To determine when the rock hits the water, we need to find out when the height \( h \) becomes 0 (i.e., when it reaches the lake). We have the equation:

\[ h = -4.9t^2 + 10 \]

Setting \( h = 0 \):

\[ 0 = -4.9t^2 + 10 \]

Now, we can solve for \( t \):

\[ 4.9t^2 = 10 \]

\[ t^2 = \frac{10}{4.9} \]

\[ t^2 \approx 2.04 \]

Taking the square root:

\[ t \approx \sqrt{2.04} \approx 1.43 \text{ seconds} \]

Therefore, the rock will hit the water approximately 1.43 seconds after being thrown.

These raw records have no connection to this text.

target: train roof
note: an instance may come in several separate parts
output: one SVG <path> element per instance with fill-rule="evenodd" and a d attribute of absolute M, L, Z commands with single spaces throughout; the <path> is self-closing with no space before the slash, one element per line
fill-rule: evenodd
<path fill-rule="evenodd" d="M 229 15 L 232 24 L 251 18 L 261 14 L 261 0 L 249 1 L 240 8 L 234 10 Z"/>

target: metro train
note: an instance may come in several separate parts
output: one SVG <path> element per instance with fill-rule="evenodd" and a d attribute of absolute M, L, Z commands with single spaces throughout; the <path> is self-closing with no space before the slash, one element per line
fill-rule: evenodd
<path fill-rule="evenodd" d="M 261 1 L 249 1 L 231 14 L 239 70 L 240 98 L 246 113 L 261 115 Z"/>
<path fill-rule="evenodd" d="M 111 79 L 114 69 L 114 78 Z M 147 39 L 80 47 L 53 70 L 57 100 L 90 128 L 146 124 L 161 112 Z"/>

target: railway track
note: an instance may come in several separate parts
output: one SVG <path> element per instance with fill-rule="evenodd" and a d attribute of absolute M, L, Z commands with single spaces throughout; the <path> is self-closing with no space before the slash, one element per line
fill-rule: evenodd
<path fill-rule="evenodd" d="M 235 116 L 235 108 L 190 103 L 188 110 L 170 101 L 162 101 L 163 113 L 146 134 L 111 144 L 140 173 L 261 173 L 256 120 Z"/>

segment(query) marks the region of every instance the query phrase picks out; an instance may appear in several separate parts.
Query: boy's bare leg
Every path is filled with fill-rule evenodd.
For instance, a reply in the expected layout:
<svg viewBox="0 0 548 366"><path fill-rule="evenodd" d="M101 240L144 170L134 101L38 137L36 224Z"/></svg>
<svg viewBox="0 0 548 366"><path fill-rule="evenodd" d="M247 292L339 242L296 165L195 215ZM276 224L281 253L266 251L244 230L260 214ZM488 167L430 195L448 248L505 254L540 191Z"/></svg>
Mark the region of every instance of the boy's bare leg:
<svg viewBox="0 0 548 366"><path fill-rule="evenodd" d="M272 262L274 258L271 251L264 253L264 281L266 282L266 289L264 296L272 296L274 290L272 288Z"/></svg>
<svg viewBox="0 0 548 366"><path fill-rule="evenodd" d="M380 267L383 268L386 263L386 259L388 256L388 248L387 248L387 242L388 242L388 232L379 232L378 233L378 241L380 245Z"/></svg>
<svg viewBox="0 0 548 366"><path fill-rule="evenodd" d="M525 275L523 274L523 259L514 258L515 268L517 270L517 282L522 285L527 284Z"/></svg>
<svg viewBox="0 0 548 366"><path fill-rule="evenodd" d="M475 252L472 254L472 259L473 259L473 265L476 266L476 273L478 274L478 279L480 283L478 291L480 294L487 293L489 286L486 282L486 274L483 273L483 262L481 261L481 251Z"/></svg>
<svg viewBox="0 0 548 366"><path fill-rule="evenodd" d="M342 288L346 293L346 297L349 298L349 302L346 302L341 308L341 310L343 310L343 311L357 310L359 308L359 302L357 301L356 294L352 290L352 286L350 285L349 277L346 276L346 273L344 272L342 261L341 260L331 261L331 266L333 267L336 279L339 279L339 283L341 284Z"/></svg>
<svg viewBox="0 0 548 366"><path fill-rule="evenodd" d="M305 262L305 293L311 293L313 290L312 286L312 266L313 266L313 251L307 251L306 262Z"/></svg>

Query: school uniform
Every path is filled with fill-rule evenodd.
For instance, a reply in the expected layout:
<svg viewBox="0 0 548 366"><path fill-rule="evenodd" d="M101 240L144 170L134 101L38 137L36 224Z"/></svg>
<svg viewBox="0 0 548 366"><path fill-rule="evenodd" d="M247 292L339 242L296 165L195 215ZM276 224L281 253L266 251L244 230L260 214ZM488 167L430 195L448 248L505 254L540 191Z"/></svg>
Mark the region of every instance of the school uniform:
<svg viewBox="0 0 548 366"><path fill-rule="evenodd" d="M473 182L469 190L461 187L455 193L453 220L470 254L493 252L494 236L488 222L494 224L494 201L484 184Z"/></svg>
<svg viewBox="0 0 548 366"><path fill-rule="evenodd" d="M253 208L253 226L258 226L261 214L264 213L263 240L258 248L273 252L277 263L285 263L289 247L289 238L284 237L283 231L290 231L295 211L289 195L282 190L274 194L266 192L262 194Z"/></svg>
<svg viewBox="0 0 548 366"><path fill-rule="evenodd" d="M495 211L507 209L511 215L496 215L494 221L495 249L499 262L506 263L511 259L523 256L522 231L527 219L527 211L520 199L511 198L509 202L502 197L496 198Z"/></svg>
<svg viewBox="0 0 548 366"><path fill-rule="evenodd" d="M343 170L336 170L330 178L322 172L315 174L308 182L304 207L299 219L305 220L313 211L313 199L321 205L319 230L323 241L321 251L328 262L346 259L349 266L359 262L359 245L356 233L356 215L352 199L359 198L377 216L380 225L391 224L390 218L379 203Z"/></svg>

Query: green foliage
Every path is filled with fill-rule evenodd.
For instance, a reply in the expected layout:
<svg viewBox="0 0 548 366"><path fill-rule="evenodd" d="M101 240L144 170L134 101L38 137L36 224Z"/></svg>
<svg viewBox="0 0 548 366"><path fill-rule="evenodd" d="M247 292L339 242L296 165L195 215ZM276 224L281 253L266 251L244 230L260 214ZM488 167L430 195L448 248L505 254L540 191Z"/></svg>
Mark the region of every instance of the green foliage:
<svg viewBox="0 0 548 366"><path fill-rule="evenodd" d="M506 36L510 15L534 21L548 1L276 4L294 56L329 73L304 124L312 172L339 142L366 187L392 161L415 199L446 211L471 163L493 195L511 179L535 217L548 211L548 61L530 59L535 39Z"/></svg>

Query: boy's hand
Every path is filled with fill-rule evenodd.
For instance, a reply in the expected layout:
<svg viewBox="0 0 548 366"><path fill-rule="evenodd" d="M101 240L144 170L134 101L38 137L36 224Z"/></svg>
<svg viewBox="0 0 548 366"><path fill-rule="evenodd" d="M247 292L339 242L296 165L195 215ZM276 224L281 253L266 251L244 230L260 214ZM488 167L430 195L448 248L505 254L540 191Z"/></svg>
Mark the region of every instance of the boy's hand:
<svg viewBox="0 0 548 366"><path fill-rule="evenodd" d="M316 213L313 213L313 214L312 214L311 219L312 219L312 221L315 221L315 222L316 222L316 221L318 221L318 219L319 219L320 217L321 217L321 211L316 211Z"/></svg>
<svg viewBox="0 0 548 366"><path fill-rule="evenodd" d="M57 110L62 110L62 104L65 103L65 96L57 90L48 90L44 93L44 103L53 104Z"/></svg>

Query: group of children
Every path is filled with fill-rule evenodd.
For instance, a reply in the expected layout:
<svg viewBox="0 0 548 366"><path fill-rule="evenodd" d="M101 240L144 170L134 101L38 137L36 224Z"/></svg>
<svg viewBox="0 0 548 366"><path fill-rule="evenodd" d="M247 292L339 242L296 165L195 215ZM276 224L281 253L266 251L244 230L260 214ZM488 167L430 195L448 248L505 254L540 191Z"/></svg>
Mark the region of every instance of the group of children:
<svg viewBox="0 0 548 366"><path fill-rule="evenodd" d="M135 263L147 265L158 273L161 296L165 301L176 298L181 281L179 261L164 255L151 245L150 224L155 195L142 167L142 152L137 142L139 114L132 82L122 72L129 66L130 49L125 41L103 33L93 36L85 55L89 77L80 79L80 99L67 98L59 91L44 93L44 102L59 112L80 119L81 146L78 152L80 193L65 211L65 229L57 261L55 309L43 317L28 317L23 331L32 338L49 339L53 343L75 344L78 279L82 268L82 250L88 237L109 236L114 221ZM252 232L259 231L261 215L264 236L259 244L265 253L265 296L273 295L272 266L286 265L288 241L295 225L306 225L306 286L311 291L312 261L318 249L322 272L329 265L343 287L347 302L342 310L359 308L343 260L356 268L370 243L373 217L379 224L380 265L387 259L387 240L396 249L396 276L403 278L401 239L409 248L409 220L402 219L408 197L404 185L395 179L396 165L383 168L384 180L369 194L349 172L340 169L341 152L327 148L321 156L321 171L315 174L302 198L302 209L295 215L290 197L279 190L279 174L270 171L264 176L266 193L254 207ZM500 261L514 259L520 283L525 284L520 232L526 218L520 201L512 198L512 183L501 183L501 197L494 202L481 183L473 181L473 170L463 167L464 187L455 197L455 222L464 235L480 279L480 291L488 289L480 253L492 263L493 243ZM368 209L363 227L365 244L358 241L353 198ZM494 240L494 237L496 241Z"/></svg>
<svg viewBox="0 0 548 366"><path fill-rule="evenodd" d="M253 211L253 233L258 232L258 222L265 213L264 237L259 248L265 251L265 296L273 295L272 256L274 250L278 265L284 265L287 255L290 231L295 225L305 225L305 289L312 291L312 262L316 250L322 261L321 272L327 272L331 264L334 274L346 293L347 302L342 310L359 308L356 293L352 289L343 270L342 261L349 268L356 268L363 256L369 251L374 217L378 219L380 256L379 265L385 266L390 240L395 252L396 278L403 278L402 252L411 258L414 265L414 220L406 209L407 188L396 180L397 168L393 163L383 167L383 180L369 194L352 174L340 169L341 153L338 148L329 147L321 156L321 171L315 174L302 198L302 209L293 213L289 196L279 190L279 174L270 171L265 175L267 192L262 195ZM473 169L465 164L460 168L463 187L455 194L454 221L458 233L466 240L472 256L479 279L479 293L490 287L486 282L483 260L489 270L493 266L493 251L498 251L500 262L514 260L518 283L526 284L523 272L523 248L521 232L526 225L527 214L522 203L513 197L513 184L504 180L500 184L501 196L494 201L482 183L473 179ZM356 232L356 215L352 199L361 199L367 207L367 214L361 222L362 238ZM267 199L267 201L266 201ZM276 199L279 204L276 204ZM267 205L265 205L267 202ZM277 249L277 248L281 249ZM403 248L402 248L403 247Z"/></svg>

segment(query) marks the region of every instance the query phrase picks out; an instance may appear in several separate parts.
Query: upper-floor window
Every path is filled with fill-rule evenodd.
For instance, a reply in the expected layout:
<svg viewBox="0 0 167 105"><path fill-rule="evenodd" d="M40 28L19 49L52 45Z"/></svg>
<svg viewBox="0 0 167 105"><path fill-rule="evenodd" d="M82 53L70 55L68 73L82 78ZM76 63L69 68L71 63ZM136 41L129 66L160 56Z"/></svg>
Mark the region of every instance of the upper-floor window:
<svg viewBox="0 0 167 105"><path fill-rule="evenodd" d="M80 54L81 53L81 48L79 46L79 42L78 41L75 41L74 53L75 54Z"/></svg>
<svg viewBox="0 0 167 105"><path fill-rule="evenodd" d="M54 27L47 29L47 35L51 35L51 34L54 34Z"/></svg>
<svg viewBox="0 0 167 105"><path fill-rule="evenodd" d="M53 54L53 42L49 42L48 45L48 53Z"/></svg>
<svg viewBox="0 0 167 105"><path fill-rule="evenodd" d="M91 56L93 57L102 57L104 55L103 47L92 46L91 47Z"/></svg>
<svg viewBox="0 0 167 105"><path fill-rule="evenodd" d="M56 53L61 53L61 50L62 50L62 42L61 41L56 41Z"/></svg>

For your table setup, you want to establish a reasonable time range that includes the moment the rock hits the water:

• A good starting point could be to start from \( t = 0 \) seconds (when the rock is thrown).
• Since the rock hits the water at about 1.43 seconds, you might set the range slightly beyond this time, perhaps to 2 seconds or even 3 seconds for a comfortable scale.

Thus, a reasonable scale for your time \( t \) would be:

• Interval: \( t = 0, 0.5, 1.0, 1.5, 2.0, 2.5, 3.0 \)
• Values: Corresponding heights can be calculated for these time values to observe the change in height until it reaches 0.

By following this setup, you can neatly analyze the height of the rock over time and effectively determine when it reaches the lake.